The release of multiple antibiotic resistant organisms through faeces may ultimately pave the way for the contamination of fish and shellfish in the aquatic environment (Grabow et al., 1973, 1976) and through food chain they may be transferred to any level. The emergence of resistance will be accelerated by the clinical use of antibiotics (Chaudhary et al., 1996) and plasmids confer resistance to more than one drug (Annear and Grubb, 1972; Lacey et al., 1974). A higher level of resistance to various antibiotics with reference to A. hydrophila was also reported (Pettibone et al., 1996). Antibiotic susceptibility tests showed that all the strains were resistance to bacitracin, followed by rifampicin (93.6%), gentamicin (93.1%), while all strains were sensitive to chloramphenicol and ciprofloxacin (Table 4). These results were similar to the findings of Thayumanavan et al. (2003). Vivekanandhan et al. (2002) also reported that 99 and 100% of the strains, respectively isolated from fish and prawn were resistant towards bacitracin and 4.4% and all the strains from fish and prawn, respectively were sensitive to chloramphenicol.

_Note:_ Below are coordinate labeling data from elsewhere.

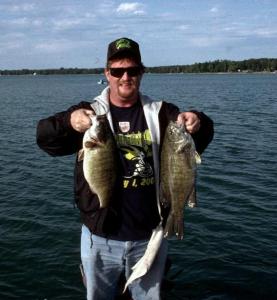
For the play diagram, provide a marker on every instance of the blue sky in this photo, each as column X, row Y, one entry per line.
column 75, row 33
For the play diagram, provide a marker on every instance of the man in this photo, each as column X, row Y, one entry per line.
column 115, row 238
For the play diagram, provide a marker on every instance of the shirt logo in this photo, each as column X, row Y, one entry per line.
column 124, row 126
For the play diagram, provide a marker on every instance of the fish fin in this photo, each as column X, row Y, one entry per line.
column 191, row 202
column 174, row 225
column 144, row 264
column 81, row 155
column 197, row 158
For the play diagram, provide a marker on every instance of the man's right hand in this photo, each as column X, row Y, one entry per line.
column 80, row 119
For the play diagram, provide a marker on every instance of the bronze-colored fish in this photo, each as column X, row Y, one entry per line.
column 100, row 159
column 178, row 174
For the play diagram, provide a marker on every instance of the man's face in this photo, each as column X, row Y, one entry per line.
column 124, row 84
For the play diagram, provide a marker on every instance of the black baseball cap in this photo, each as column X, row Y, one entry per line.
column 124, row 45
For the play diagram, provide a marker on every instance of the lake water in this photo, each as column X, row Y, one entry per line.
column 230, row 247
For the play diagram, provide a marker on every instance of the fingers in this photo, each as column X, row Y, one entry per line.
column 80, row 119
column 190, row 120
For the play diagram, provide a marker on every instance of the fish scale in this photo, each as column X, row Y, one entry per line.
column 178, row 173
column 100, row 159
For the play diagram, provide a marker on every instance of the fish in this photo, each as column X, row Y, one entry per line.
column 100, row 161
column 178, row 166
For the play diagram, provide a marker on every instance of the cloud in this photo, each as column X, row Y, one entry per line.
column 66, row 23
column 214, row 9
column 25, row 7
column 131, row 8
column 183, row 27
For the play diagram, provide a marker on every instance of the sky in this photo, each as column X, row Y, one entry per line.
column 41, row 34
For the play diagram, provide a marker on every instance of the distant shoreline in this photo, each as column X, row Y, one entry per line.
column 259, row 65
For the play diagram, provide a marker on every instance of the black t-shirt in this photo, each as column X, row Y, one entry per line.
column 136, row 204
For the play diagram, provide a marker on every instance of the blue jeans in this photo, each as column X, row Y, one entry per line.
column 105, row 260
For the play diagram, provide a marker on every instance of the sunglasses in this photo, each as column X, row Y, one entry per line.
column 119, row 72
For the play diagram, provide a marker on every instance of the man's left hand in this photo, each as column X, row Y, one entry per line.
column 190, row 120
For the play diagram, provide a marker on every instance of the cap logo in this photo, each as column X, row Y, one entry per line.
column 122, row 43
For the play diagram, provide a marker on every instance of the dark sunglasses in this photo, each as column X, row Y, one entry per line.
column 119, row 72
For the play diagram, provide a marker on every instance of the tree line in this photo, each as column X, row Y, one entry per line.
column 217, row 66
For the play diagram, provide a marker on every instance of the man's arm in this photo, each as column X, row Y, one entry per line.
column 62, row 133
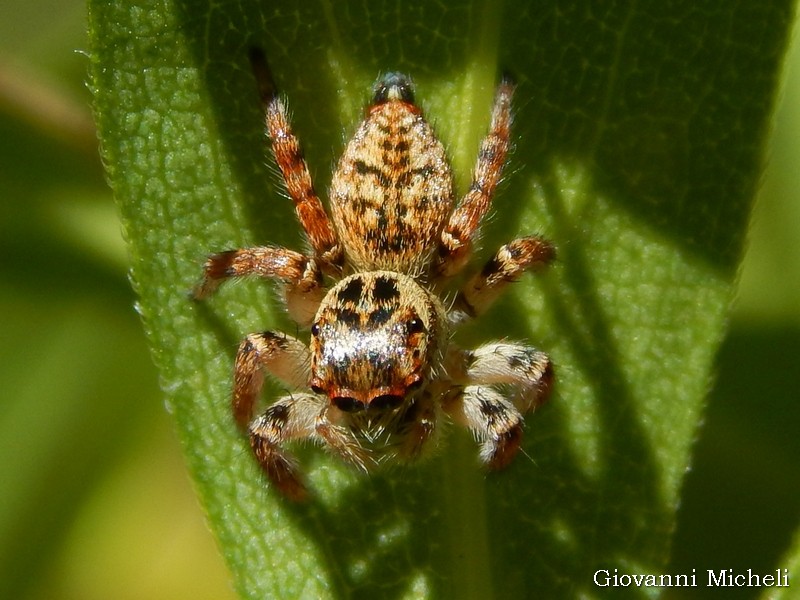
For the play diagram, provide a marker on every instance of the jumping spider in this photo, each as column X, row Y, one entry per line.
column 380, row 372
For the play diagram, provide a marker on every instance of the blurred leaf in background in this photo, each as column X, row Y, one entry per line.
column 94, row 500
column 94, row 497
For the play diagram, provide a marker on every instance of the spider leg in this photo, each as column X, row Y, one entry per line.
column 527, row 371
column 495, row 418
column 455, row 244
column 506, row 266
column 293, row 167
column 283, row 356
column 494, row 421
column 302, row 276
column 289, row 418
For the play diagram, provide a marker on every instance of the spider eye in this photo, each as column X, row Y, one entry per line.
column 415, row 325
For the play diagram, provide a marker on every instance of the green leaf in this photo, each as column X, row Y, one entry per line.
column 639, row 137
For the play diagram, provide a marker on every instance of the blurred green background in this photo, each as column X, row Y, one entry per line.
column 94, row 498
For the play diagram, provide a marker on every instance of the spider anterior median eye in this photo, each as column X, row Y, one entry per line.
column 416, row 325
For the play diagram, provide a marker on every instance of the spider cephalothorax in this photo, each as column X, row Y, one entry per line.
column 379, row 373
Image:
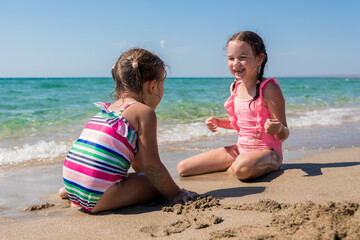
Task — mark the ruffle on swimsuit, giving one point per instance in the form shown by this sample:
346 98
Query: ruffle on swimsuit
115 120
230 108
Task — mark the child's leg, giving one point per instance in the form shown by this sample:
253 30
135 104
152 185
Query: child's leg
255 164
133 190
212 161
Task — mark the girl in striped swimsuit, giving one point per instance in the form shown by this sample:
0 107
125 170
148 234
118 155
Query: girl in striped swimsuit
121 135
256 110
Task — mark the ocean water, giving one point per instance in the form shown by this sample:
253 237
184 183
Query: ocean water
41 118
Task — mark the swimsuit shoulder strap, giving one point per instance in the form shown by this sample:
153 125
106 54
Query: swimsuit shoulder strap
126 106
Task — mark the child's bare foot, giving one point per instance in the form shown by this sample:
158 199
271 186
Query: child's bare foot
230 171
63 193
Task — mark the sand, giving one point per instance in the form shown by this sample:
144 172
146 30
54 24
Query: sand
315 197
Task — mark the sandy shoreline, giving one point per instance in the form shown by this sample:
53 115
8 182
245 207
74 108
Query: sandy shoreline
275 206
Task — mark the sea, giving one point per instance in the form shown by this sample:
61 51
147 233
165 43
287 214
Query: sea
40 118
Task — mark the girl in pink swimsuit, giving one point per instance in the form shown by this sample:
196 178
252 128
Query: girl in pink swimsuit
256 110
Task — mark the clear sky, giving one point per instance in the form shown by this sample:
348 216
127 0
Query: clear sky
83 38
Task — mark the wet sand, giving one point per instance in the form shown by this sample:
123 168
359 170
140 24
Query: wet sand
313 197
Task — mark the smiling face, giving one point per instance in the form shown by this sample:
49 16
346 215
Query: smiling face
241 61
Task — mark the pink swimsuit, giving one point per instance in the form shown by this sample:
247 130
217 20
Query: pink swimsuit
249 122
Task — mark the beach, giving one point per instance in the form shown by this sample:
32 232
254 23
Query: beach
315 197
315 194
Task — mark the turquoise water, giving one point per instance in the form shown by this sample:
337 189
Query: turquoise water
48 114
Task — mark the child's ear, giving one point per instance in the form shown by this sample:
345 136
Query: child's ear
260 58
152 86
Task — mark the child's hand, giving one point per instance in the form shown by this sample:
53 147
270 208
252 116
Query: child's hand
273 126
211 123
184 196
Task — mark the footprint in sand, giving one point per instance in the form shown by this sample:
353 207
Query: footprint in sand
192 216
36 207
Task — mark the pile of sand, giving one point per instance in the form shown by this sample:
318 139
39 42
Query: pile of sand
333 220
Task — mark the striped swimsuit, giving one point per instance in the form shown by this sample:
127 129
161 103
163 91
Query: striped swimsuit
100 157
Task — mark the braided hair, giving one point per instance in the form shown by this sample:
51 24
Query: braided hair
258 47
135 67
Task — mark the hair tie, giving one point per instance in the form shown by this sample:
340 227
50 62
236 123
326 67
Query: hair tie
135 65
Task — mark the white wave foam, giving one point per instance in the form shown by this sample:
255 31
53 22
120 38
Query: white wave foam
33 153
326 117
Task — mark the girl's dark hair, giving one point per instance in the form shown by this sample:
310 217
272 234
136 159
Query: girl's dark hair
135 67
258 47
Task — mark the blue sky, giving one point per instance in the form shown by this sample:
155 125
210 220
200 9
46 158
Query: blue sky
78 38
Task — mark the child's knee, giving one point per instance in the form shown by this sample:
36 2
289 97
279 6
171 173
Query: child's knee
181 168
243 171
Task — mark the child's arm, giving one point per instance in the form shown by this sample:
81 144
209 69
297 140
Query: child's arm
149 159
212 123
275 102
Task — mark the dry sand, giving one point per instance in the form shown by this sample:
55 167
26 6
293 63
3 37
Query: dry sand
317 197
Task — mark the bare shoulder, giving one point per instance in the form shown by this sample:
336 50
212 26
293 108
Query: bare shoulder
139 115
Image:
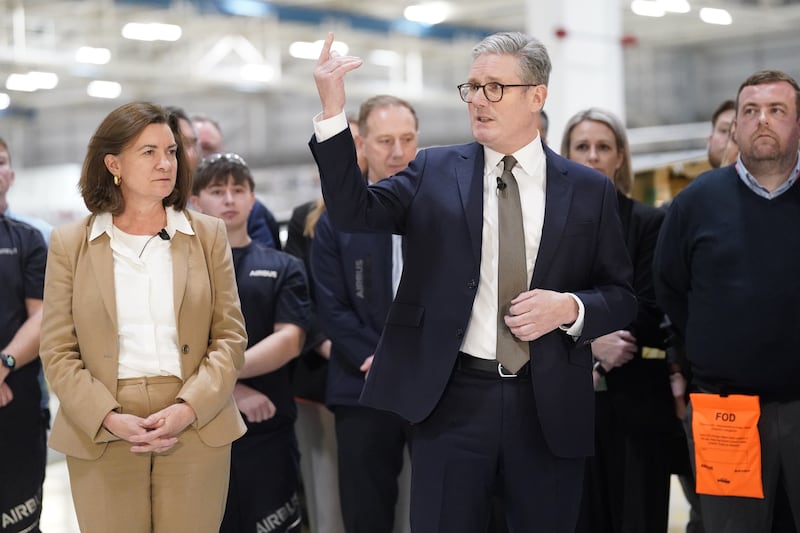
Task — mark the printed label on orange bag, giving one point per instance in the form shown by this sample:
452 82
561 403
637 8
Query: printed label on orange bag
727 448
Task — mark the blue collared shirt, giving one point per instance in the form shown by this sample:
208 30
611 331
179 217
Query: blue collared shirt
756 187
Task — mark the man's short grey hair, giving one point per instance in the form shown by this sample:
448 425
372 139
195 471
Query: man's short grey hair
533 60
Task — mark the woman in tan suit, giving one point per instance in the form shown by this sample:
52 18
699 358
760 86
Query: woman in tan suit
143 337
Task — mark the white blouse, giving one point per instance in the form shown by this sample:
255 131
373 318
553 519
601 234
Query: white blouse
148 335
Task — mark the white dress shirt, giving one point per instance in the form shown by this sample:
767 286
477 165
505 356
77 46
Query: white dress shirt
148 336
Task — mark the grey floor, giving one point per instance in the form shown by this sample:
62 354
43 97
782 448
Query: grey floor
59 517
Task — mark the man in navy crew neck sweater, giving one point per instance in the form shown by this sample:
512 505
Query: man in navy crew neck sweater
727 272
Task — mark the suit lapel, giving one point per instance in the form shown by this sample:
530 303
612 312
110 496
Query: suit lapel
469 176
181 263
558 197
102 261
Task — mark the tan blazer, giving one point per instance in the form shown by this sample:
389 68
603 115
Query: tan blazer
79 338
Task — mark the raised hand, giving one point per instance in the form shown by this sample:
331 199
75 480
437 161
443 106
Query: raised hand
329 76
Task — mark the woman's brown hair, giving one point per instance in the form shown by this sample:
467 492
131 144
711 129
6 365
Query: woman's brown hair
121 127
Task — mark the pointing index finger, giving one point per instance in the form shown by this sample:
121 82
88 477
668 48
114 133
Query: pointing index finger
325 54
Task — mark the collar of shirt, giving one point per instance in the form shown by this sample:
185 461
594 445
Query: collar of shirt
527 158
756 187
176 221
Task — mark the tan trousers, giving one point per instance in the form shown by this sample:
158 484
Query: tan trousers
183 490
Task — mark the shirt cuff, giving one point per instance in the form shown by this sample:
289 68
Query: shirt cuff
326 128
576 328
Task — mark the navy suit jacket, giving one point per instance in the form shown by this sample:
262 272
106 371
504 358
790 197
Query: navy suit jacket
352 275
437 204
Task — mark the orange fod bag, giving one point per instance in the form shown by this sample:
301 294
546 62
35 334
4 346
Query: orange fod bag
727 447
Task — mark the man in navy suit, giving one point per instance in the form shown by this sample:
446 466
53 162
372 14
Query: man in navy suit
355 275
477 429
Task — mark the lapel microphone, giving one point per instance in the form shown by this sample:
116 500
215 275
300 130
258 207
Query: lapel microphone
501 185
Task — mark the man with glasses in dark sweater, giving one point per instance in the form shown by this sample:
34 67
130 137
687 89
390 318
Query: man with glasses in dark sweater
726 272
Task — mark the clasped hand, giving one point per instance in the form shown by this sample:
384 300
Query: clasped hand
157 433
538 312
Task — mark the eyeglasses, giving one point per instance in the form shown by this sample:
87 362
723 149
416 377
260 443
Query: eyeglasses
493 91
228 157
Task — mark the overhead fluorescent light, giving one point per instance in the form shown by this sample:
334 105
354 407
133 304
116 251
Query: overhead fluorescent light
94 56
254 72
675 6
151 31
428 13
647 8
32 81
711 15
104 89
307 50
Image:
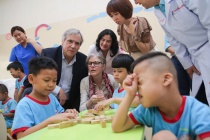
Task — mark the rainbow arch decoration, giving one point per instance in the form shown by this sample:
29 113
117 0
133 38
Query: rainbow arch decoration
39 27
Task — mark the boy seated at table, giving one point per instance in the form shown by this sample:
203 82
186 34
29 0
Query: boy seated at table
16 70
8 105
162 107
121 68
40 108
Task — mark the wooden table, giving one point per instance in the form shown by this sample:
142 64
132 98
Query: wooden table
87 132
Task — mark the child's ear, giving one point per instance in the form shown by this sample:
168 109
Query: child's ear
168 78
30 78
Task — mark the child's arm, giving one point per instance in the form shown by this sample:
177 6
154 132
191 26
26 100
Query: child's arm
124 123
16 95
9 115
54 119
135 102
19 94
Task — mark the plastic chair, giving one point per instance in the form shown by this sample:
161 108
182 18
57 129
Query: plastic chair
9 134
3 128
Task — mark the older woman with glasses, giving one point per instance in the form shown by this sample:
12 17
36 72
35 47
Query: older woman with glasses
98 85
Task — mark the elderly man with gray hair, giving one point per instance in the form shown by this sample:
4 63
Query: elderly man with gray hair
72 68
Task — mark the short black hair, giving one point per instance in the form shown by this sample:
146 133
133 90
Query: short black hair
122 61
36 64
114 46
3 88
147 57
15 65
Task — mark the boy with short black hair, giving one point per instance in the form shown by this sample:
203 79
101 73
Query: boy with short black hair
8 105
16 70
121 68
40 108
162 107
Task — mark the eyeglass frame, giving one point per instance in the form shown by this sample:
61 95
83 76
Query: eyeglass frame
95 63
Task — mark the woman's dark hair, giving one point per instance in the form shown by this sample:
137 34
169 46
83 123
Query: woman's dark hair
114 46
124 7
13 29
123 61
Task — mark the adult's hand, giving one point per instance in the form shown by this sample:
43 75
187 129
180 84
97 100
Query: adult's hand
192 70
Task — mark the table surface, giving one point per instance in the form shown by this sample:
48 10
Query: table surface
86 132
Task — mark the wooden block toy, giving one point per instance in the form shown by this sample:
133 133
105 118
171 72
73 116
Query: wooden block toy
103 123
87 120
74 122
108 119
102 117
78 119
65 124
97 118
52 126
87 116
96 112
95 121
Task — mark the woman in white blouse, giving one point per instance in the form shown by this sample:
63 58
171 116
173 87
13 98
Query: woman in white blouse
98 85
107 46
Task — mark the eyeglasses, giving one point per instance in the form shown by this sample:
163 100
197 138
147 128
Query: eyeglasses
75 42
95 63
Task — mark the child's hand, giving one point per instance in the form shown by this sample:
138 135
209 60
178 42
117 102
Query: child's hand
132 26
73 111
95 99
130 84
61 117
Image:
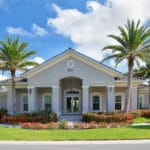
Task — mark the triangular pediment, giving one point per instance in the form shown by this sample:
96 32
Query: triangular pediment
76 55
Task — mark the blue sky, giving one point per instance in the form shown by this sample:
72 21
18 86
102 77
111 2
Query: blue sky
52 26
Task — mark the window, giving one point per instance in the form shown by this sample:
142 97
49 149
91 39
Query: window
25 102
96 101
47 102
141 101
118 102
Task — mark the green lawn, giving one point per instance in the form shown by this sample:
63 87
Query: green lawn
91 134
142 120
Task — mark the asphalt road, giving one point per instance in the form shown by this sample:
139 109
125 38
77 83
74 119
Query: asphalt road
85 145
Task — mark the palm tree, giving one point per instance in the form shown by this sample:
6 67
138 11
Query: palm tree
14 56
143 71
133 45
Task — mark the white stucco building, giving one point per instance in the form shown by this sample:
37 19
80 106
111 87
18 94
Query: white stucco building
68 84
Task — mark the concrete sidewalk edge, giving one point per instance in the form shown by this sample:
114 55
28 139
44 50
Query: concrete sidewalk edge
74 142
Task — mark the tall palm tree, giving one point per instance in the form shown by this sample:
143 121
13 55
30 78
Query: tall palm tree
14 56
143 71
133 45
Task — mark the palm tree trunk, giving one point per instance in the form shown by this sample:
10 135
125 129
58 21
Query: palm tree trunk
127 106
13 92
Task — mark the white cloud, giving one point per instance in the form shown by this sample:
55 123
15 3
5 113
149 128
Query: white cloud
2 77
17 31
38 60
2 2
38 30
89 30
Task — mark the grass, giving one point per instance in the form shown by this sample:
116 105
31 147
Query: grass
91 134
142 120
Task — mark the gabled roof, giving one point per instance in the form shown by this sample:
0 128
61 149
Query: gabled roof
71 53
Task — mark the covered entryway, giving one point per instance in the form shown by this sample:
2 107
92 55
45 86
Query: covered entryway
71 95
72 102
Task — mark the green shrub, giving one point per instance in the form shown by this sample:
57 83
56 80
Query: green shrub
145 113
108 118
62 124
42 117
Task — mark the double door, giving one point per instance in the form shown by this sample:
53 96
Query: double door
72 103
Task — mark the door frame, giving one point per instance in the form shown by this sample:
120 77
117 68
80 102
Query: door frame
71 95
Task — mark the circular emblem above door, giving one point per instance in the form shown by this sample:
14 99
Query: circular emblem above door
70 63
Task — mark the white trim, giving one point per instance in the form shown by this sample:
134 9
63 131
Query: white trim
122 100
43 100
22 109
67 95
100 101
91 62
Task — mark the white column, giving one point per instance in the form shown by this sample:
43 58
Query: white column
134 98
110 98
55 99
9 101
32 99
85 99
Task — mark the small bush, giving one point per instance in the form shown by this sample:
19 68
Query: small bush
30 117
145 113
3 111
108 118
63 124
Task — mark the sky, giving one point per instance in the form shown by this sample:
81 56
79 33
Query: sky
52 26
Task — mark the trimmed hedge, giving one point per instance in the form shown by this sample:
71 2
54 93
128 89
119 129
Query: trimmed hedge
41 116
145 113
108 118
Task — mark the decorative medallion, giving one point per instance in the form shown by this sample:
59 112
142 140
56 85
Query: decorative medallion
70 65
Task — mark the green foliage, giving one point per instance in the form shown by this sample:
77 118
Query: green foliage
62 124
145 113
65 135
108 118
41 116
133 45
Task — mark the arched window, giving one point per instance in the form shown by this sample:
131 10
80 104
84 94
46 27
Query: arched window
96 101
24 99
47 104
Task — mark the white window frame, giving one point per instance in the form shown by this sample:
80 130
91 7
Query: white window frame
66 95
122 101
142 101
100 101
43 100
22 102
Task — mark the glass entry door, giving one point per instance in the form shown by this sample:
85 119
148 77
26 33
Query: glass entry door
72 104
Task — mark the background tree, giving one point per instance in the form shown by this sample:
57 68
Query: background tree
133 45
14 56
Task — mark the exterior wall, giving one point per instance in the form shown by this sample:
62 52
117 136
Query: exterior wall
103 92
69 84
40 92
3 100
19 93
145 93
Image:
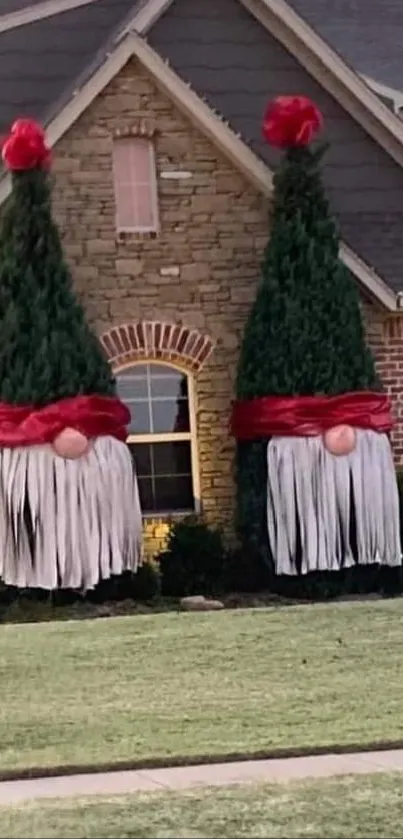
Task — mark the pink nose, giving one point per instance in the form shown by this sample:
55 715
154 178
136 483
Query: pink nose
70 444
339 440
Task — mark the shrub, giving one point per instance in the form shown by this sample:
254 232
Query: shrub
194 561
146 584
246 572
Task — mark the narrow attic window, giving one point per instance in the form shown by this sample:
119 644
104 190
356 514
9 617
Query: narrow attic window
135 181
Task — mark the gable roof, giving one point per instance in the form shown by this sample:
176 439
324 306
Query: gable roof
366 33
70 54
212 126
43 59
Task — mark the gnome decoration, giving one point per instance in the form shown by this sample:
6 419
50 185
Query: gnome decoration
69 503
315 477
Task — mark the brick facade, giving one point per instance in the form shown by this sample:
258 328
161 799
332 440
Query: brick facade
182 295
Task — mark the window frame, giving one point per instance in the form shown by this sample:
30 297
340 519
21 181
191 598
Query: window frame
172 436
153 187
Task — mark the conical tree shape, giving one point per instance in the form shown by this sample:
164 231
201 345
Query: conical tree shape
69 504
304 337
47 349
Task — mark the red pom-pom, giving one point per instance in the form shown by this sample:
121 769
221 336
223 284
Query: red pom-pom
25 147
291 121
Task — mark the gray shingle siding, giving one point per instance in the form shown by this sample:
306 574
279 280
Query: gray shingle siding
367 33
232 62
40 61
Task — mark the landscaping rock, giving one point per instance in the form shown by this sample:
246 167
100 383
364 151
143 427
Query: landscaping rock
198 603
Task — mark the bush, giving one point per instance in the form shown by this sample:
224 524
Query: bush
194 561
143 586
146 584
246 572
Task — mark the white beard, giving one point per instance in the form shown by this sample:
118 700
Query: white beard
312 496
68 523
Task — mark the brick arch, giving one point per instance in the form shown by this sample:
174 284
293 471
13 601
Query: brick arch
149 340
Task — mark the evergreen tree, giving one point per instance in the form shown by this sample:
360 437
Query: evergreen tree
304 335
69 504
47 349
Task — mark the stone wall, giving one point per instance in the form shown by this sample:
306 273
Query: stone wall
199 274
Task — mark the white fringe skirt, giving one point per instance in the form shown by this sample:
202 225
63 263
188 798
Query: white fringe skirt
68 523
327 512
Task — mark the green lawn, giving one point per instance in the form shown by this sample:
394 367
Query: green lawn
348 808
175 685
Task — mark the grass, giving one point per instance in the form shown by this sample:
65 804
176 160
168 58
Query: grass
140 689
362 806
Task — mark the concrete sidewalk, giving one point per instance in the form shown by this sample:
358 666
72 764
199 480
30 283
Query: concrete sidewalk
210 775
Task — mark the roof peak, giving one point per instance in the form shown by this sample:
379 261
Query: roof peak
21 12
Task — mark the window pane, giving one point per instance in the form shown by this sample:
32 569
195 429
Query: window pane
173 494
169 385
162 459
134 182
142 458
132 387
164 476
140 417
170 416
146 495
172 458
145 207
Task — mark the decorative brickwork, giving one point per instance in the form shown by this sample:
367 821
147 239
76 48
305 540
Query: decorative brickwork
154 340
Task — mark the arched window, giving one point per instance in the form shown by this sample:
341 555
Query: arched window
162 436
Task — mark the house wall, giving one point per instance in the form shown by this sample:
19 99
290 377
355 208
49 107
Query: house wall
199 273
237 66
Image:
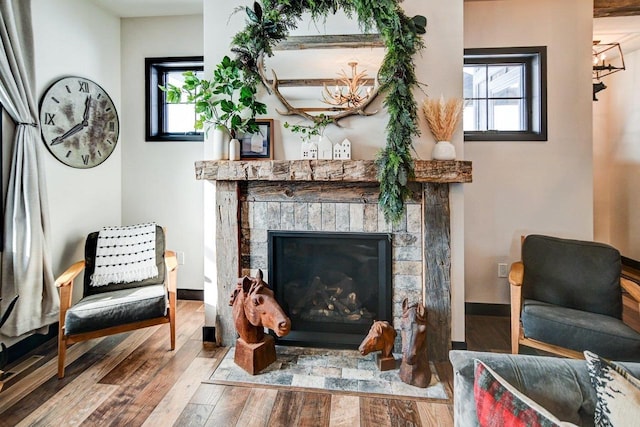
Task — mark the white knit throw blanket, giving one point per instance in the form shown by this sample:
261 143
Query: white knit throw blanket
125 254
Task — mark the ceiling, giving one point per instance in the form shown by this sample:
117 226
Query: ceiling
135 8
608 8
620 18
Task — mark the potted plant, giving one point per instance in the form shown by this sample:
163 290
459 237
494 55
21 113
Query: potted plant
226 102
443 118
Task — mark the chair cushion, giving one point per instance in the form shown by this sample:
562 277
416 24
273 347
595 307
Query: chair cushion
116 308
580 330
572 273
90 262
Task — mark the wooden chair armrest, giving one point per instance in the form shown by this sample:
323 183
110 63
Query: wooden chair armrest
171 260
516 274
66 278
632 288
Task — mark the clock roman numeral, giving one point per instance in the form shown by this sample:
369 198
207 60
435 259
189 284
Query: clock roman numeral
48 119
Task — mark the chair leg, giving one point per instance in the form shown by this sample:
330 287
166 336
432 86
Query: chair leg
62 352
172 327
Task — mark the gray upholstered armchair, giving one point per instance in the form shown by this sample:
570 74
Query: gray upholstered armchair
566 297
116 307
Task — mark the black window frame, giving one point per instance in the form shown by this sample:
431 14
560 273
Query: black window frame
155 99
534 60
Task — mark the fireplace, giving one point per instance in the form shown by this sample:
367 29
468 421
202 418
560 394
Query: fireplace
332 285
250 198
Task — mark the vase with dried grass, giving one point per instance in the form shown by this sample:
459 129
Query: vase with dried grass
443 118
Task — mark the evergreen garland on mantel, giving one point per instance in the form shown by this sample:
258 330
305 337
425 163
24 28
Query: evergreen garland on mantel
269 22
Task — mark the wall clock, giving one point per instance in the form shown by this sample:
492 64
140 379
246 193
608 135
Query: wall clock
79 122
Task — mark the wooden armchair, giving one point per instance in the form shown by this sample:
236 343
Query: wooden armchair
116 307
566 297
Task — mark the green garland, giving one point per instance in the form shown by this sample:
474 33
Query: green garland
270 21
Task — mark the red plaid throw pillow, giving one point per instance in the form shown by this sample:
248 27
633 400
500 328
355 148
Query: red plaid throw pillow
498 403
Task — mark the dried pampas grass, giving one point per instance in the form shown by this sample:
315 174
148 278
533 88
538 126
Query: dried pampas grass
442 116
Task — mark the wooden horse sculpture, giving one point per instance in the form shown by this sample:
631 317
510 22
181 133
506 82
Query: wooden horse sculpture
254 308
414 368
381 336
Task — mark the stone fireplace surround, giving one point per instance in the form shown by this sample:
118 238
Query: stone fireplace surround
253 197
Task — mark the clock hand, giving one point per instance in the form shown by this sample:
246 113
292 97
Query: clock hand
85 115
77 128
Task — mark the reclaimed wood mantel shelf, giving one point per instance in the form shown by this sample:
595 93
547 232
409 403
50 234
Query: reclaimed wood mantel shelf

Ansary et al. (1992) and Pettibone et al. (1996) also reported chloramphenicol resistant strains of A. hydrophila, while in this study, no such resistance was recorded. It was found that 93.1% of the isolates were resistant to kanamycin, while Ramteke et al. (1993) and Pettibone et al. (1996) have not reported the kanamycin resistant strains. Gentamicin resistant strains were recorded as 5%, while Vivekanandhan et al. (2002) reported 8.2 and 3.9% of A. hydrophila strains, respectively from fish and prawns resistant to gentamicin. The findings of Vivekanandhan et al. (2002) and Thayumanavan et al. (2003) supports our study in this regard, These reports indicate that geographical location and local selective pressure influences levels of antibiotic resistance.

The role of Aeromonas species in food poisoning is still in controversial and the number of potential enterotoxins that have been suggested over the years may indicate that the pathogenesis of Aeromonas infections is complex and multifactorial (Kirov, 1997; Granum et al., 1998; Chopra and Houston, 1999). The present data clearly confirm the widespread sources of haemolysin positive and multi-drug resistant A. hydrophila in retail seafood outlets. In India, food additives like garlic, onion, turmeric etc are added while cooking to both vegetarian and non-vegetarian foods and they have been identified as antimicrobial agents and foods are also properly boiled. There have been no reports of food related A. hydrophila out breaks in India. However, due to westernization in food trends, there are few shops selling half cooked, half boiled and ready to eat foods. These foods, particularly seafood, there are many chances for out breaks. Quantifying the probability of bacterial transfer associated with various steps in the food preparation process may provide the scientific basis for risk management strategies to reduce, prevent, or eliminate cross-contamination in the retail seafood outlets. Much care should be taken while buying, cooking and also while consuming fresh or half boiled seafood.